Cette découverte découle du suivi d’une famille au CHU Sainte-Justine; deux des trois enfants de cette famille sont atteints de cette variation congénitale, ce qui a permis de mettre au jour le gène responsable, ADAMTS19, qui jusqu’à aujourd'hui n’avait pratiquement jamais été caractérisé par d’autres équipes médicales et encore moins associé à cette maladie.

«Pour trouver le rôle de ce gène, nous avons utilisé un modèle préclinique présentant les mêmes caractéristiques pathologiques que nos jeunes patients. Cela nous a permis d’analyser la fonction du gène dans le détail et de définir les mécanismes de la maladie, mentionne Florian Wünnemann, premier auteur de l’étude. Grâce au séquençage de cellules uniques ‒ une nouvelle technologie qui permet d’établir le profil génétique d’une seule cellule dans le tissu cardiaque par exemple ‒, on arrive à déterminer très précisément le type cellulaire qui est responsable de la maladie. Cela nous a énormément aidés à montrer les conséquences moléculaires de la mutation.»

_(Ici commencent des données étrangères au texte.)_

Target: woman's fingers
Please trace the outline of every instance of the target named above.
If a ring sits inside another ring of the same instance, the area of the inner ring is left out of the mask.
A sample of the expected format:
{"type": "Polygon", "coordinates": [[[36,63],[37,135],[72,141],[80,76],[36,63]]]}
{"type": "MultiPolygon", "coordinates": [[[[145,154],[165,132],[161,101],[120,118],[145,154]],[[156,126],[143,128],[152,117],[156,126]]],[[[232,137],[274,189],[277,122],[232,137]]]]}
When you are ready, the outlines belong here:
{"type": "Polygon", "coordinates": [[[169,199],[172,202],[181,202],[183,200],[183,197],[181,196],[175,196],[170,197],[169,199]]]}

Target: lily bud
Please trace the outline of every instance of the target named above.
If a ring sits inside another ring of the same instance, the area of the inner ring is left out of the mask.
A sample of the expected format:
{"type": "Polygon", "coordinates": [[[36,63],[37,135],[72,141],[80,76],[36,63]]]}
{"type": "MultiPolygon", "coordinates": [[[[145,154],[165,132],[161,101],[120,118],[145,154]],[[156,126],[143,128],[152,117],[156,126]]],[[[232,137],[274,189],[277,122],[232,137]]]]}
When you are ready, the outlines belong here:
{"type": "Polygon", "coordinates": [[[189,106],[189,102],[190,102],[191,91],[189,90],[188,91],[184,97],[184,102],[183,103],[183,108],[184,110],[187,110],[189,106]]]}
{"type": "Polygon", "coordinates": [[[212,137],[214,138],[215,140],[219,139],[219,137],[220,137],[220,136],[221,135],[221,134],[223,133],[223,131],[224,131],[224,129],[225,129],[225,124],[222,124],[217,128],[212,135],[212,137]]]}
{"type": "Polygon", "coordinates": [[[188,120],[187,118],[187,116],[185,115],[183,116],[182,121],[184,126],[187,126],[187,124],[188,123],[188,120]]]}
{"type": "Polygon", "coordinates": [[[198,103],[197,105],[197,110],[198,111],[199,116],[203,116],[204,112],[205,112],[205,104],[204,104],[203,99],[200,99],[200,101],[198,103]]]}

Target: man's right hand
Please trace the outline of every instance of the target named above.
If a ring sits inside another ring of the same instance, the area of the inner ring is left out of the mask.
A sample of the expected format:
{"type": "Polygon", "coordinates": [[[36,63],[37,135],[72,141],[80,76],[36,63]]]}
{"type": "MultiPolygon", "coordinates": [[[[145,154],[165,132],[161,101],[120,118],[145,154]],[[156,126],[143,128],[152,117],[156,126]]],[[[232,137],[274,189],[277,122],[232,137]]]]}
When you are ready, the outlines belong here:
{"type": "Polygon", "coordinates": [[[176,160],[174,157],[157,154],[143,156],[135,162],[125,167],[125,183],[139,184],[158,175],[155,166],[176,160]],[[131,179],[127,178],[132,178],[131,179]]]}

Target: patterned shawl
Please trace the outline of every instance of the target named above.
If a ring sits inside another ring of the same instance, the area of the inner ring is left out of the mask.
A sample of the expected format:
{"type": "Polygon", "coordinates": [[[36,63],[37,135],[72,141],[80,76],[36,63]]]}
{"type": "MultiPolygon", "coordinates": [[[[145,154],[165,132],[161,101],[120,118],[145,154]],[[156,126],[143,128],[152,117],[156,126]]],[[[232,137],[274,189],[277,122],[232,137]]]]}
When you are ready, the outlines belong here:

En effet, les données indiquent que la mutation chez les patients change l’action du gène régulateur des mouvements dans les valves. De fil en aiguille, une équipe de recherche israélienne du Hebrew University Medical Center qui a découvert exactement le même gène a contacté le groupe du DAndelfinger, venant appuyer l’hypothèse de l’équipe montréalaise.

On estime que près de 4000 chirurgies valvulaires sont effectuées au Canada chaque année, un chiffre en constante croissance en raison du vieillissement de la population. Le fardeau économique est évalué à près d’un milliard de dollars par an, sans compter le poids de la souffrance pour les patients et leur entourage.

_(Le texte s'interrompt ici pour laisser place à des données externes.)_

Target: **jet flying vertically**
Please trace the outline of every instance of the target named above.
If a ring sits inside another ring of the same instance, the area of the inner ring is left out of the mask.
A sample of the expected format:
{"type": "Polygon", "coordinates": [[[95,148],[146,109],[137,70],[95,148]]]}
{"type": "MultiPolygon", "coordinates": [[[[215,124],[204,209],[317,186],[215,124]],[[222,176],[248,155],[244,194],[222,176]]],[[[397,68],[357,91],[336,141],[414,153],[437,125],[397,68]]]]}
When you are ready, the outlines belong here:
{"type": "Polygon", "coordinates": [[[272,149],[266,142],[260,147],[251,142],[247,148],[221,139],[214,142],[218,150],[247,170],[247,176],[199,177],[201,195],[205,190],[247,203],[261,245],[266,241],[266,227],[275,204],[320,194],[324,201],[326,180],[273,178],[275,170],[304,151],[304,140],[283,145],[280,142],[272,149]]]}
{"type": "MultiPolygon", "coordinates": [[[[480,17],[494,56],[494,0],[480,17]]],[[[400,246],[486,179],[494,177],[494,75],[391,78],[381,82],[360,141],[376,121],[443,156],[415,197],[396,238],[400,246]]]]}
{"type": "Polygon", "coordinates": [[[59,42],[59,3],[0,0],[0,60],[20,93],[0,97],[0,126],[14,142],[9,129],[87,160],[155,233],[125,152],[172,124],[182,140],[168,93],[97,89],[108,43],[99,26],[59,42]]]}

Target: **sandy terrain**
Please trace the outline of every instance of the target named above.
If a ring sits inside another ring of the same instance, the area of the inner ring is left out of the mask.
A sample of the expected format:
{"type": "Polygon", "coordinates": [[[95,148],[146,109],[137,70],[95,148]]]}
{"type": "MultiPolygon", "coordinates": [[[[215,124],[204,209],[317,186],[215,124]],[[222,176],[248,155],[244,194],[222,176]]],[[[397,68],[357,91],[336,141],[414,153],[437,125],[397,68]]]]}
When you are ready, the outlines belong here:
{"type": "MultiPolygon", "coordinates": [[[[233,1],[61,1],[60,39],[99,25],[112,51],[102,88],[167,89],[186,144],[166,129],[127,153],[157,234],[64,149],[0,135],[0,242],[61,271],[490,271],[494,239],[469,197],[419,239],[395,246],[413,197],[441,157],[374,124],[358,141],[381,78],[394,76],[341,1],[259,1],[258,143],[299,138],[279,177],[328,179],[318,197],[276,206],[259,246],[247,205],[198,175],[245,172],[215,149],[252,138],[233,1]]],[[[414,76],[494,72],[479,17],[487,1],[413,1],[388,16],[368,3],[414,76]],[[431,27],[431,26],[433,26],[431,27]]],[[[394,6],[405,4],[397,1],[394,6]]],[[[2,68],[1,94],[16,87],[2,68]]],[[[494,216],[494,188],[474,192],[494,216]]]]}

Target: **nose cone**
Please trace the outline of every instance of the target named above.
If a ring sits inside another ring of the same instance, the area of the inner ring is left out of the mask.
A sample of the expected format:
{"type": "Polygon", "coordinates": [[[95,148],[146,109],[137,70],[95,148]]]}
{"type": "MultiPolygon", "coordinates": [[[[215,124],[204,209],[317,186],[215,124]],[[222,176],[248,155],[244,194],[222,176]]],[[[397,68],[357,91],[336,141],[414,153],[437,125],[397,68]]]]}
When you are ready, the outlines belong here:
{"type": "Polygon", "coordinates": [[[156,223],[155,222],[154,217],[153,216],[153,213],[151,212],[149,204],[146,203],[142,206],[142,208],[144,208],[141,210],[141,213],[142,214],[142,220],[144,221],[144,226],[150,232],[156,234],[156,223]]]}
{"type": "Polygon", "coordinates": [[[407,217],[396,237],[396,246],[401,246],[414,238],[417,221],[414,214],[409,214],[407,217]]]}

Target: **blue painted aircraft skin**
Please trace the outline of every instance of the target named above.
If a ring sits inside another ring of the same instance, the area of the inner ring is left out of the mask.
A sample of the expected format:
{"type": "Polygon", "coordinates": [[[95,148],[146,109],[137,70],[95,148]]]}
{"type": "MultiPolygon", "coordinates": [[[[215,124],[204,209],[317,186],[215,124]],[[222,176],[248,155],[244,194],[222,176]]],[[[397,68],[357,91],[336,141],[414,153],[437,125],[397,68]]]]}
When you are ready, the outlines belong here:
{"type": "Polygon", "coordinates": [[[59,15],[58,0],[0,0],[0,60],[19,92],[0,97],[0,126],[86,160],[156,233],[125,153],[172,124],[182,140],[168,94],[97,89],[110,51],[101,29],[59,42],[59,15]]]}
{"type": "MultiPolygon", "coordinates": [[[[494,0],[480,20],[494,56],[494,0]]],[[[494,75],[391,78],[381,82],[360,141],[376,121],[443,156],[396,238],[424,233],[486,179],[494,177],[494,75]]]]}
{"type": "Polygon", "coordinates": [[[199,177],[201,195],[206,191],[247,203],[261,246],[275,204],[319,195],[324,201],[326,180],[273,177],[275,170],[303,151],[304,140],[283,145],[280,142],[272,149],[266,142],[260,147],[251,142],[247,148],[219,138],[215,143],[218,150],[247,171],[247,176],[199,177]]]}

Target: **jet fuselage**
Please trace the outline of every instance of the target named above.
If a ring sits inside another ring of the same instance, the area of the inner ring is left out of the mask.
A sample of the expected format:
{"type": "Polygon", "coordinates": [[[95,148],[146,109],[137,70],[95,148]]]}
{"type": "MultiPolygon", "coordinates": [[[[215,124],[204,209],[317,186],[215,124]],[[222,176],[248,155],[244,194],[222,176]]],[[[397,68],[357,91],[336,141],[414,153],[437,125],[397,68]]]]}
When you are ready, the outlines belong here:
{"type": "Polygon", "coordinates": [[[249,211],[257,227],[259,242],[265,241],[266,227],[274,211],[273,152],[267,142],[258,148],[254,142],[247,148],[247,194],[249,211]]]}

Le CHU Sainte-Justine est un centre d’expertise provincial de premier ordre en maladies génétiques rares, tant pour la qualité et le nombre de projets de recherche menés que pour la prise en charge clinique mais aussi le transfert des connaissances. La découverte de la cause génétique d’une quarantaine de maladies rares par des équipes du CHU Sainte-Justine au cours des dernières années est une illustration éclatante de cette expertise.

À propos de l’étude

L’article «Loss of ADAMTS19 causes progressive non-syndromic heart valve disease» a été publié dans la revue Nature Genetics le 16 décembre 2019. Le premier auteur est Florian Wünnemann, ancien étudiant au doctorat sous la supervision du Dr Gregor Andelfinger. L’auteur principal est le Dr Andelfinger, professeur titulaire au Département de pédiatrie de l’Université de Montréal et cardiologue pédiatrique, chercheur et chef de l'axe de recherche Pathologies fœtomaternelles et néonatales au CHU Sainte-Justine. L’étude a été soutenue par la Fondation des maladies du cœur et de l’AVC du Canada, la Fondation Leducq, la Chaire de recherche en génétique cardiovasculaire de la Banque Nationale et le Fonds de recherche du Québec − Santé.

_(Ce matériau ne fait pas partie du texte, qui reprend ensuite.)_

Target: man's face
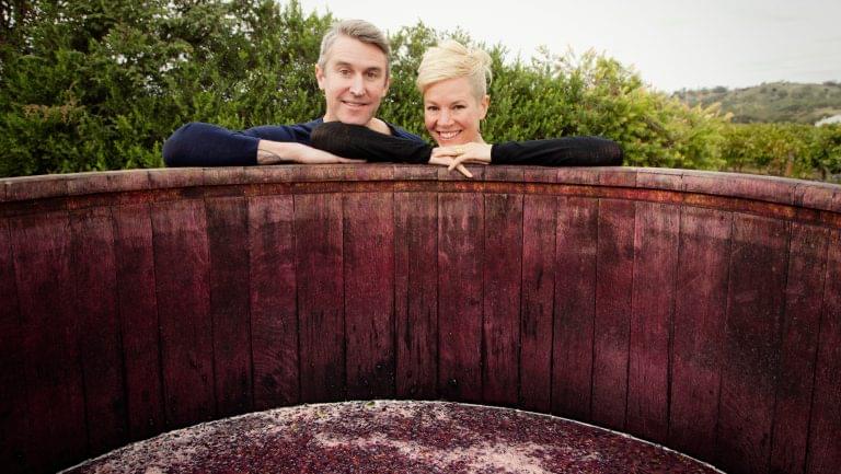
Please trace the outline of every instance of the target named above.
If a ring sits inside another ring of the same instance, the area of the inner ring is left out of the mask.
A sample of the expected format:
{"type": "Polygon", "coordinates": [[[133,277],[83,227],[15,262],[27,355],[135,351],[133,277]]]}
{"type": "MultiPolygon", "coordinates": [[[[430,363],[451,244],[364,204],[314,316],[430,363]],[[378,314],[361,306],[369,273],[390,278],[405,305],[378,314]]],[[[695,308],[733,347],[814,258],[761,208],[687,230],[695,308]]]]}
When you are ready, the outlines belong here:
{"type": "Polygon", "coordinates": [[[339,36],[326,56],[323,70],[315,66],[319,89],[327,101],[324,122],[367,126],[389,91],[385,54],[375,45],[339,36]]]}

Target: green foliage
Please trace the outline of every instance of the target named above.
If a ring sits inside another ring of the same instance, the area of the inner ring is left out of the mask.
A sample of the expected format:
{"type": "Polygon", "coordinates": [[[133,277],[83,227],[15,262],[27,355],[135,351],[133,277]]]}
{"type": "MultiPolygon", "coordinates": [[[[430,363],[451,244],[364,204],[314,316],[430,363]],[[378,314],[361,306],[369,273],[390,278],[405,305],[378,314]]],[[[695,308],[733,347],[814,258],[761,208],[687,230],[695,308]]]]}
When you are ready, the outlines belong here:
{"type": "Polygon", "coordinates": [[[752,88],[728,90],[717,86],[696,91],[682,90],[675,97],[690,105],[721,104],[722,112],[739,124],[791,122],[815,124],[823,117],[841,114],[841,84],[772,82],[752,88]]]}
{"type": "Polygon", "coordinates": [[[724,137],[728,170],[841,182],[841,125],[734,124],[724,137]]]}
{"type": "MultiPolygon", "coordinates": [[[[313,66],[333,19],[297,1],[14,0],[0,13],[0,176],[162,166],[163,141],[187,122],[242,129],[324,113],[313,66]]],[[[392,35],[383,119],[425,136],[417,66],[449,36],[473,43],[423,23],[392,35]]],[[[592,51],[525,61],[479,46],[494,61],[486,140],[600,135],[631,165],[841,173],[839,127],[735,126],[592,51]]]]}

À propos du CHU Sainte-Justine

Le Centre hospitalier universitaire (CHU) Sainte-Justine est le plus grand centre mère-enfant du Canada et le 2e plus important centre pédiatrique d'Amérique. Il est membre du grand réseau d'excellence en santé de l'Université de Montréal (RUIS). Il compte 5 457 employés dont 1 532 infirmiers et infirmières auxiliaires et 1 000 professionnels en soins, 520 médecins, dentistes et pharmaciens, 822 résidents et plus de 204 chercheurs, 411 bénévoles, 4 416 stagiaires et étudiants de toutes disciplines. Le CHUSJ comprend 484 lits dont 67 au Centre de réadaptation Marie Enfant (CRME), seul centre dédié exclusivement à la réadaptation pédiatrique au Québec. L'Organisation mondiale de la santé a reconnu le CHU Sainte-Justine « hôpital promoteur de la santé ».